The best code notebooks explain their contents according to two rules:
Connect the two! Your output explanation should directly address your motivation for running the code.
Wrong way:
df['state_code'].value_counts().head( 10 )
CA 1684 FL 1136 TX 1119 PA 564 GA 558 OH 542 NY 535 NC 524 IL 508 MI 469 Name: state_code, dtype: int64
Another wrong way:
Remember that state_code
is a two-character code for each state in the U.S.
df['state_code'].value_counts().head( 10 )
CA 1684 FL 1136 TX 1119 PA 564 GA 558 OH 542 NY 535 NC 524 IL 508 MI 469 Name: state_code, dtype: int64
Now we can proceed to do our analysis using the 10 states shown here.
Right way:
Which states have the most mortgage applications in our dataset?
df['state_code'].value_counts().head( 10 )
CA 1684 FL 1136 TX 1119 PA 564 GA 558 OH 542 NY 535 NC 524 IL 508 MI 469 Name: state_code, dtype: int64
Each state is shown next to the number of applications from that state in our dataset, largest first, then descending. Here we show just the top 10.
Wrong way:
rates = df['interest_rate']
rates.describe()
count 10061 unique 500 top 4.75 freq 912 Name: interest_rate, dtype: object
Another wrong way:
We'd like to use the interest rates in the dataset to do some computation. If we do not assign the following computation to a variable, we won't be able to use it later.
rates = df['interest_rate']
rates.describe()
count 10061 unique 500 top 4.75 freq 912 Name: interest_rate, dtype: object
There are just over 10,000 non-null entries in the interest rate column, so the other approximately 5,000 entries have no value for interest rate.
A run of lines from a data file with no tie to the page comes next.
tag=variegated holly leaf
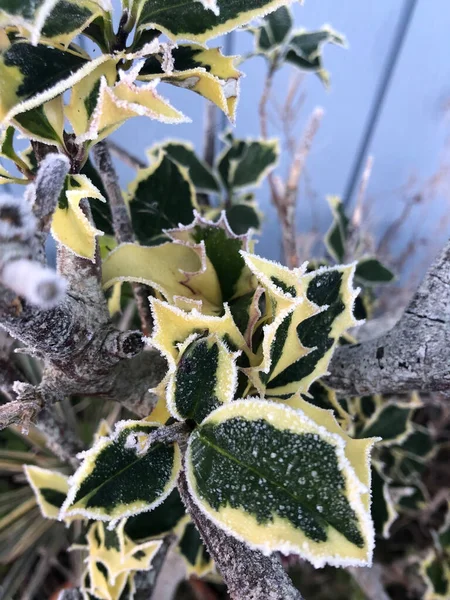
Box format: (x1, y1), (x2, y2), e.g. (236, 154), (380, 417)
(0, 0), (109, 47)
(102, 240), (222, 315)
(150, 297), (248, 409)
(124, 488), (186, 541)
(304, 381), (351, 425)
(420, 550), (450, 600)
(176, 517), (215, 577)
(168, 333), (239, 423)
(72, 74), (189, 145)
(60, 420), (181, 522)
(228, 286), (264, 349)
(168, 212), (255, 303)
(24, 465), (69, 520)
(217, 133), (279, 191)
(186, 398), (377, 567)
(135, 0), (297, 44)
(0, 40), (110, 127)
(285, 26), (346, 86)
(85, 560), (131, 600)
(357, 396), (421, 447)
(127, 150), (197, 244)
(252, 5), (293, 55)
(51, 173), (105, 261)
(85, 521), (161, 586)
(324, 195), (349, 263)
(138, 43), (241, 121)
(370, 464), (398, 539)
(147, 140), (220, 193)
(242, 253), (360, 397)
(225, 199), (262, 234)
(355, 257), (395, 286)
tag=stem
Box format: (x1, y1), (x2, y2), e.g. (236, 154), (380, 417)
(178, 470), (303, 600)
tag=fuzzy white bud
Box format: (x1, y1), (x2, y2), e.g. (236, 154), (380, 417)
(2, 259), (67, 309)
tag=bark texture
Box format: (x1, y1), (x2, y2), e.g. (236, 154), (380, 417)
(326, 240), (450, 396)
(178, 471), (303, 600)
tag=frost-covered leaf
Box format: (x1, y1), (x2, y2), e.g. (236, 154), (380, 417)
(358, 397), (421, 447)
(217, 134), (279, 191)
(60, 420), (181, 522)
(124, 488), (186, 541)
(176, 517), (214, 577)
(86, 521), (161, 585)
(85, 561), (130, 600)
(13, 96), (65, 144)
(0, 40), (109, 125)
(225, 201), (261, 235)
(51, 173), (105, 261)
(242, 253), (359, 397)
(73, 76), (189, 145)
(139, 43), (241, 121)
(420, 550), (450, 600)
(305, 381), (351, 425)
(65, 58), (118, 139)
(253, 5), (293, 54)
(148, 140), (220, 193)
(127, 151), (197, 244)
(24, 465), (68, 520)
(102, 241), (222, 315)
(370, 465), (398, 539)
(168, 333), (239, 423)
(324, 195), (349, 263)
(228, 286), (264, 350)
(0, 0), (108, 46)
(168, 212), (254, 302)
(285, 26), (346, 86)
(150, 297), (248, 411)
(355, 257), (395, 286)
(135, 0), (296, 44)
(186, 398), (377, 567)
Those 5,000 applications must not have been offered loans, or not gotten to a stage of completion where they were assigned an interest rate.
Right way:
We'd like to use the interest rates in the dataset to do some computation. What format are they currently stored in?
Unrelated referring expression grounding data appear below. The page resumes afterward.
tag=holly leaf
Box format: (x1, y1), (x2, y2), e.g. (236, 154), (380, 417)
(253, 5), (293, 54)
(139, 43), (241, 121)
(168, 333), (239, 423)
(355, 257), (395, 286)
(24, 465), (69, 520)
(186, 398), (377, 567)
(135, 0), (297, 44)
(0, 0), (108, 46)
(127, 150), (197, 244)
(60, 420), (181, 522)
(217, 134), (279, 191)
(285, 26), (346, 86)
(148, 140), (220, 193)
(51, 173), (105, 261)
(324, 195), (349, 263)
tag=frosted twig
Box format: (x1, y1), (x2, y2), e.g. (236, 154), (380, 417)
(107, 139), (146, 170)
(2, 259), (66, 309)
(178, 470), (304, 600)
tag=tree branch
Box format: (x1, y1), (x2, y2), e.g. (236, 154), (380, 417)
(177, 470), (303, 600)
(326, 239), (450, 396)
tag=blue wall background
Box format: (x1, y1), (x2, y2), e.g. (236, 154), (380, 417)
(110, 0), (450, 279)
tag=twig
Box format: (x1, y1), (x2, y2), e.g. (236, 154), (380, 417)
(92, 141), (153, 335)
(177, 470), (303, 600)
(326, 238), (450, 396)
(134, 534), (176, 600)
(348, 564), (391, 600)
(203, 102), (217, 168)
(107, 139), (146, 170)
rates = df['interest_rate']
rates.describe()
count 10061 unique 500 top 4.75 freq 912 Name: interest_rate, dtype: object
The interest rates are written as percentages, since we see the most common one was 4.75 (instead of 0.0475, for example). However, they are currently stored as text (what pandas calls "dtype: object"), so we must convert them before using them. We stored them in the rates variable so we can manipulate it further later.